A construção dessa muralha exigiu uma verdadeira remodelação da paisagem, que passou por desaterros em escarpas que barravam o vale e pelo construção dum planalto artificial sobre o qual forma feitas as fundações da muralha, um empreendimento de grandes dimensões que só poderá ter sido possível a uma potência obviamente muito poderosa. Pela cerâmica e moedas descobertas nas escavações, os arqueólogos dataram a muralha do final do século III a.C., possivelmente do reinado de Eutidemo I (r. c. 223–200 a.C.).
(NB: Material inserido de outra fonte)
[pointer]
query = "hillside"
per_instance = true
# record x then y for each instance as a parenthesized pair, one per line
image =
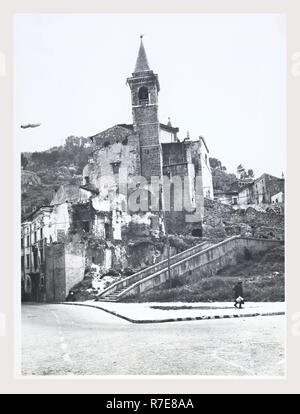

Nessa altura, o Reino Greco-Báctrio viu-se forçado a proteger as suas fronteiras setentrionais após terem perdido parte dos seus territórios a norte, nomeadamente Samarcanda e a planície de Zarafexã, devido à ameaça dos invasores nómadas das estepes do norte da Ásia Central. Os dados arquoelógicos recolhidos levaram os arqueólogos a concluir que, ao contrário do que se pensava anteriormente, a cidade de Samarcanda não foi reconquistada pelos greco-bactrianos no século II a.C.[4]

A muralha não foi usada de forma contínua. Voltou a servir de fronteira na época do Império Cuchana (30–375 d.C.), durante a qual foi reforçada para fazer face à ameaça do império dos Kangju que se comecçou a desenvolver na periferia do deserto Kyzyl Kum a partir do século I d.C.[4]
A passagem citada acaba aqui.